Vision-CAIR / MiniGPT4-video

Official code for Goldfish model for long video understanding and MiniGPT4-video for short video understanding
https://vision-cair.github.io/Goldfish_website/
BSD 3-Clause "New" or "Revised" License
559 stars 60 forks source link

difference on model parameters between training and inference #15

Open Minyoung1005 opened 7 months ago

Minyoung1005 commented 7 months ago

Hi, thanks for your cool work!

I've trained the llama2 minigpt4-video model on ~500 short videos using stage 3 finetuning scripts, and the training loss converged to almost 0 (< 1e-4).

The training seems to be stable, the default temperature seems to be 1.0 for both training and inference, but whenever I evaluate on the training dataset, I get a very low accuracy. Ideally, I was expecting the model to return almost 100% accuracy since the model should be overfitted to the training data.

For instance, my training dataset only contains the answers as "1" or "0" (as string), but during inference, the model often outputs long natural language instruction as response.

Do you have any idea to solve this issue?

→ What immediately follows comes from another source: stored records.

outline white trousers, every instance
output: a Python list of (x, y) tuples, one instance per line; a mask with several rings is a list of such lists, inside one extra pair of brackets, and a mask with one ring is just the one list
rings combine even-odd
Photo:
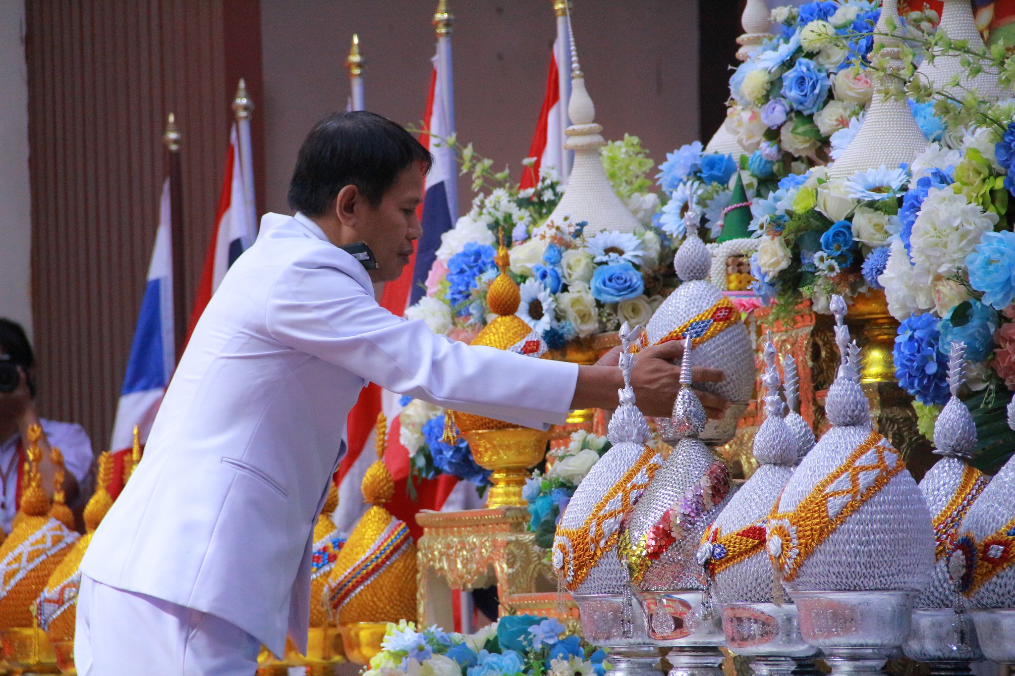
[(261, 642), (224, 619), (81, 576), (80, 676), (253, 676)]

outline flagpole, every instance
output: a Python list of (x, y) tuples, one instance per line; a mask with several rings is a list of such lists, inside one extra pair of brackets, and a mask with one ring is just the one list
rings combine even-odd
[[(437, 60), (439, 61), (441, 72), (444, 75), (444, 77), (439, 78), (442, 87), (438, 93), (445, 104), (444, 109), (448, 122), (447, 129), (449, 135), (455, 134), (455, 96), (453, 93), (455, 86), (451, 59), (451, 32), (454, 23), (455, 16), (448, 9), (448, 0), (439, 0), (437, 11), (433, 14), (433, 26), (437, 32)], [(448, 206), (451, 210), (451, 222), (455, 223), (458, 220), (458, 169), (457, 162), (454, 160), (454, 153), (452, 153), (452, 157), (456, 169), (454, 175), (449, 177), (445, 190), (448, 195)]]
[(345, 58), (345, 67), (349, 69), (349, 89), (352, 93), (352, 110), (364, 110), (363, 103), (363, 55), (359, 53), (359, 35), (352, 33), (352, 46), (349, 56)]
[(571, 168), (571, 154), (565, 147), (567, 127), (570, 126), (567, 120), (567, 102), (570, 100), (570, 18), (567, 15), (567, 2), (568, 0), (553, 0), (553, 11), (557, 15), (557, 52), (554, 58), (560, 88), (560, 182), (564, 185), (567, 184)]
[[(236, 134), (240, 142), (240, 166), (244, 179), (244, 211), (247, 213), (247, 222), (252, 224), (257, 232), (257, 203), (254, 200), (254, 151), (251, 143), (251, 112), (254, 110), (254, 101), (247, 91), (247, 83), (244, 78), (240, 78), (240, 85), (236, 87), (236, 96), (232, 99), (232, 110), (236, 115)], [(254, 244), (253, 241), (245, 241), (244, 248)]]
[(165, 123), (162, 143), (166, 149), (166, 164), (170, 174), (170, 232), (173, 238), (173, 335), (177, 363), (184, 349), (187, 335), (187, 301), (185, 293), (187, 279), (184, 251), (184, 200), (183, 169), (180, 164), (180, 141), (183, 139), (177, 129), (177, 119), (172, 112)]

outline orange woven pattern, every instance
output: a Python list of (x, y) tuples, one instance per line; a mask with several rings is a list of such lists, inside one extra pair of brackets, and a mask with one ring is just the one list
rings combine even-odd
[[(868, 455), (871, 451), (873, 457)], [(884, 437), (871, 432), (845, 462), (811, 490), (797, 509), (779, 513), (775, 503), (767, 525), (768, 555), (782, 572), (783, 580), (792, 582), (817, 546), (904, 468), (902, 458)], [(871, 471), (877, 475), (873, 481), (865, 478), (865, 486), (861, 475)], [(843, 477), (845, 480), (839, 480)]]
[[(558, 528), (553, 540), (553, 567), (567, 591), (585, 582), (599, 559), (620, 537), (620, 520), (663, 465), (663, 456), (648, 446), (637, 461), (610, 486), (578, 528)], [(611, 529), (607, 533), (606, 530)]]

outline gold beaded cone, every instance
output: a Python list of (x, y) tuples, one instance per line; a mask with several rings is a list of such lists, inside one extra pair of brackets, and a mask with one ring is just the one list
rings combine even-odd
[(384, 508), (395, 494), (395, 481), (384, 463), (385, 430), (387, 421), (381, 414), (378, 459), (361, 484), (363, 500), (371, 506), (339, 550), (325, 587), (345, 654), (358, 664), (380, 652), (387, 622), (416, 618), (416, 547), (408, 527)]

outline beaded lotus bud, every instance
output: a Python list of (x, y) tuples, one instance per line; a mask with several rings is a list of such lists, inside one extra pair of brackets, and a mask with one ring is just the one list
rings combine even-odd
[(627, 322), (620, 327), (624, 388), (610, 419), (612, 446), (574, 490), (553, 537), (553, 569), (574, 594), (622, 594), (627, 589), (627, 569), (616, 551), (620, 528), (663, 464), (663, 456), (646, 445), (649, 425), (634, 404), (630, 384), (636, 359), (631, 347), (640, 330), (629, 330)]
[(872, 429), (844, 300), (830, 308), (842, 353), (825, 400), (832, 427), (772, 509), (768, 554), (791, 591), (920, 590), (934, 564), (931, 514), (901, 455)]
[(382, 427), (378, 459), (362, 482), (370, 507), (338, 550), (325, 588), (328, 611), (339, 624), (416, 618), (416, 546), (409, 528), (384, 508), (395, 483), (384, 462), (387, 422), (379, 417), (379, 432)]
[(799, 458), (797, 437), (783, 419), (775, 347), (765, 343), (763, 354), (765, 420), (754, 436), (758, 468), (730, 498), (698, 547), (698, 560), (712, 578), (713, 592), (721, 603), (774, 600), (764, 523)]
[[(1015, 400), (1008, 404), (1008, 426), (1015, 430)], [(994, 475), (959, 526), (960, 590), (973, 608), (1015, 607), (1012, 496), (1015, 496), (1015, 457)]]
[(691, 389), (696, 351), (689, 335), (684, 341), (681, 391), (672, 423), (683, 436), (634, 506), (620, 537), (619, 551), (631, 583), (644, 591), (702, 589), (698, 543), (731, 493), (729, 467), (697, 436), (704, 411)]
[[(968, 464), (976, 445), (976, 426), (972, 414), (958, 398), (963, 382), (965, 344), (953, 342), (948, 358), (948, 387), (951, 398), (934, 425), (935, 453), (944, 457), (924, 475), (920, 490), (927, 500), (934, 524), (935, 564), (931, 582), (917, 599), (918, 608), (950, 608), (955, 586), (949, 570), (959, 526), (973, 501), (979, 497), (990, 477)], [(961, 578), (961, 575), (959, 575)]]
[[(733, 405), (723, 421), (713, 421), (701, 434), (709, 443), (722, 445), (736, 432), (737, 420), (747, 407), (754, 389), (754, 356), (750, 336), (740, 311), (709, 281), (712, 254), (697, 235), (700, 212), (692, 206), (685, 216), (687, 235), (673, 259), (682, 284), (659, 306), (646, 327), (645, 345), (683, 341), (690, 336), (697, 366), (722, 369), (726, 379), (701, 383), (704, 391), (720, 394)], [(664, 438), (675, 440), (669, 429), (660, 428)]]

Is there any difference on the model parameters between training and inference that I should take care of?

Thanks

KerolosAtef commented 7 months ago

Hello @Minyoung1005 thank you for your interest in our work. I have a question, for the long output response, Is it correct response but descriptive. or it is wrong and hallucinations.

Minyoung1005 commented 7 months ago

Hello @KerolosAtef ! Long output responses are mostly descriptive, often including that the answer is 1 or 0. Fyi, I also get lots of empty string outputs. Here are some examples of undesirable outputs:

""

"The task is solved. The path of the robot changes color from white to green as it moves up and down, repeating the sequence 4 times. Therefore, the last position of the trajectory is red, which indicates that the final image shows a red dot in this location. So, the answer is (1)."

"The task is not solved."

"The final image of the robot trajectory is a line that changes color from white to green as time goes on. The red dot shows the last position of the trajectory, which means it moves horizontally to the right making circles"

"\u0409"

"Based on the provided image and video, I can confidently say that the task was solved by the robot. The robot's path is shown as a line that changes color from white to green as time goes on, indicating successful completion of the requested sequence of rotations (9 degrees left followed by reversal back to -90 degrees). Additionally, the red dot at the end of the trajectory confirms that the last position of the robots movement matches one of rotation fulfillment\nTherefore ,I would express my answeras:1"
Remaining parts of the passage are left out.